This is a guest blog post by Franziska Geiger. She shares the experience of working on the GraalVM Python implementation during her recent internship with the Oracle Labs GraalVM team in Zurich.
The GraalVM Python implementation is an open source project, hosted by Oracle Labs. The project implements a Python interpreter in Java using the Truffle API to run on the GraalVM. Right now, this implementation doesn’t support all Python functionalities, but it can be freely extended by contributors on GitHub. To contribute to the project a base understanding of the GraalVM ecosystem is necessary as well as an understanding of the projects components and architecture. Gathering that knowledge by crawling through the code is a time consuming and overwhelming task for beginners. This article guides step by step through the project and provides an easy access point to dig deeper into the code. The post explains concepts relevant to how Python on GraalVM works, what its main components are, and how to start contributing. It also explains useful commands for debugging and testing to have a more efficient and smooth coding experience.
The GraalVM Python implementation
This is a completely new implementation of Python. The goal is to create a fast Python implementation integrated with the GraalVM compiler. The GraalVM compiler is implemented in Java. To implement new languages on GraalVM, a framework called Truffle is used. Truffle provides an annotation based DSL to easily specify an optimizable abstract syntax tree of a language. The Python implementation uses multiple other GraalVM projects as can be seen in the following graphic.
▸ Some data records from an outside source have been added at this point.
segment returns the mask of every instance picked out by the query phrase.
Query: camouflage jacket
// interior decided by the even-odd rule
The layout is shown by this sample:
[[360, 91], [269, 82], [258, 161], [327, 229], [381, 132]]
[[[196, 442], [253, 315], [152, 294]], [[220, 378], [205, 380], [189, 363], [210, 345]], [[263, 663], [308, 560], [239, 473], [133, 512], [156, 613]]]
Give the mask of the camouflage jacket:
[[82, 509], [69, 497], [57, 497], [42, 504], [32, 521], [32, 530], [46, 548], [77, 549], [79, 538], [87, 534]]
Every square represents an individual project.
GraalVM is an equivalent to a Hotspot virtual machine using an alternative compiler, called GraalVM compiler, alongside the normal Java compiler. This is the core component for all GraalVM projects. The just-in-time compiler uses advanced techniques to improve the performance of Java code. On top of it to make it easier to execute other languages on GraalVM, the Truffle API is used to interpret a language from an abstract syntax tree (AST). Truffle provides an easy way to define the AST nodes and automatically delivers the AST to GraalVM. For detailed information about the two projects check this blog post.
Python, too, is implemented using Truffle ASTs to interpret Python code. Besides the Python AST, the Python project also heavily depends on the Sulong project, used to interpret LLVM bitcode. This output format of the clang compiler is used to run Python libraries that contain C Extensions. These modules are parsed and run using Sulong, and they interact with the GraalVM Python implementation through a custom C API implementation that uses Truffle language interop.
All these projects; the GraalVM compiler, Truffle, Sulong, and Python use
mx as build tool.
mx loads third party artifacts, manages dependencies to other projects, and invokes the compilers in the right order.
Setup the environment
To get started with the GraalVM Python implementation its parent project has to be set up and GraalVM source code must be available. Check out the mx repository and add
PATH as well as check out GraalVM, and set up the VM as described in its README, before starting to work on Python.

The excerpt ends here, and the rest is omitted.